Raquela put her hand on Arik's arm. “Will Bevin do it?”

Arik shrugged. “Who knows?”

OCTOBER 1945

Raquela looked up in the dining room. “Carmi!” she shouted.

“Who's he?” Arik asked, looking at the tall young officer standing in the doorway.

“My friend. He's back from Italy.”

She pushed the chair from the table and ran toward Carmi. She felt Arik's eyes following her.

Carmi enveloped her in his arms. He shut his eyes. “I can't believe it,” he whispered. “You're real. I'm not dreaming this.”

Her body trembled. “Carmi! You didn't write me you were coming home.”

“There was no time. A ship was leaving Italy and they let some of us from the Brigade go aboard.”

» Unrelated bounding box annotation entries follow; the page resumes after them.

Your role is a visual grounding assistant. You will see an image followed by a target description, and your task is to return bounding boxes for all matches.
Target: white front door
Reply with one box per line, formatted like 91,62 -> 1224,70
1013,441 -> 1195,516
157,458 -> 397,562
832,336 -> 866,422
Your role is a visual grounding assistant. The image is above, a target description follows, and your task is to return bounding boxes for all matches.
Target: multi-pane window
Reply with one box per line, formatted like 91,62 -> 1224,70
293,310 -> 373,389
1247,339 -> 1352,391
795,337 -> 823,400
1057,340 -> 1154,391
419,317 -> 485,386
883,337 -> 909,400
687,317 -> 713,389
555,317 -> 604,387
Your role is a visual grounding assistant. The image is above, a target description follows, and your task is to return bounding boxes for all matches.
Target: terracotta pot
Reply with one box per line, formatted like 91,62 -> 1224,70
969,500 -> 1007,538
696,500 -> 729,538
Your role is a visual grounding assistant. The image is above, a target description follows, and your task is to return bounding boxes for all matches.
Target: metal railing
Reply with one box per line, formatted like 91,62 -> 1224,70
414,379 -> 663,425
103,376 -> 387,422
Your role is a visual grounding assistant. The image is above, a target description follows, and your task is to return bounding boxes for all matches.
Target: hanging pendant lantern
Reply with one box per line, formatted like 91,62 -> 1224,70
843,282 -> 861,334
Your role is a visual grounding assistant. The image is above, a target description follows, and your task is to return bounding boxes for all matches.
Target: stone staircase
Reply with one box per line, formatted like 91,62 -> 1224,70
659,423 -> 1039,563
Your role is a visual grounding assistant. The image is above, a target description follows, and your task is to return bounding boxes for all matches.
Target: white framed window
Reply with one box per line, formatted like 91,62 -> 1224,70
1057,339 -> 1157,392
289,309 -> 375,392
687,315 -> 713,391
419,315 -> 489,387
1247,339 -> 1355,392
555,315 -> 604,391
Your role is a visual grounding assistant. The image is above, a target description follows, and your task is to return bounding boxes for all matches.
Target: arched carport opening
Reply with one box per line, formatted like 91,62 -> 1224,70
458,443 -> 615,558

She took his hand. “I want you to meet one of the gynecologists I'm working with. You remember I wrote you about Dr. Aron Brzezinski?”

She led him around the dining-room tables. Arik stood up.

“Dr. Brzezinski, may I present Lieutenant Eisenberg?”

The two men shook hands. “Pleased to meet you, Lieutenant. Will you join us?”

“Am I interrupting something—a medical meeting, or a—?” Carmi's eyes moved from Arik to Raquela.

“Not at all.” Arik was expansive. “We're just having lunch together. It's an honor to have you with us.”

“Carmi, you sit right down here next to Arik.” Raquela moved a chair away from the table. “You two get to know each other while I go get you a tray of food.”

She walked to the crowded cafeteria line, the words
Carmi is back
singing in her ears. The two men who meant most to her in the world were now sitting together. Carmi and Arik. Boyfriend and teacher.

The line moved slowly. She hardly noticed. She was fantasizing the next weeks. They were a threesome, walking along Mount Scopus, prowling the Old City. Carmi, twenty-one, dazzling in uniform, the war hero. Arik, thirty-five, in his white medical coat, wise, philosophical, her
rebbe
. And she, in her blue gown and crisscrossed white apron, walking between them, holding their arms.

She filled Carmi's tray with boiled chicken, chopped eggplant, rye bread, and tea, and smiled secretly as she carried it through the hospital dining room.

At the table, she stopped short. The two men were silent. What was going on? Carmi looked sullen and glum; Arik looked baffled.

She placed the dishes in front of Carmi and sat down.

She tried to start a conversation a few times, and failed.

Always ask people to talk about what they do
, she had read somewhere.
It brings out the best in them
. She tried it.

“Carmi, I wish you would tell Arik some of those things you wrote me about, some of those things you did with the Jewish Brigade in Italy.”

Carmi glared at her. “I'm not in the mood!”

Arik said, “It's all right. I understand.”

Carmi shoveled the food angrily into his mouth. He was obviously trying to control himself. Finally he exploded, “Do you two eat lunch together like this every day? How long has this been going on?”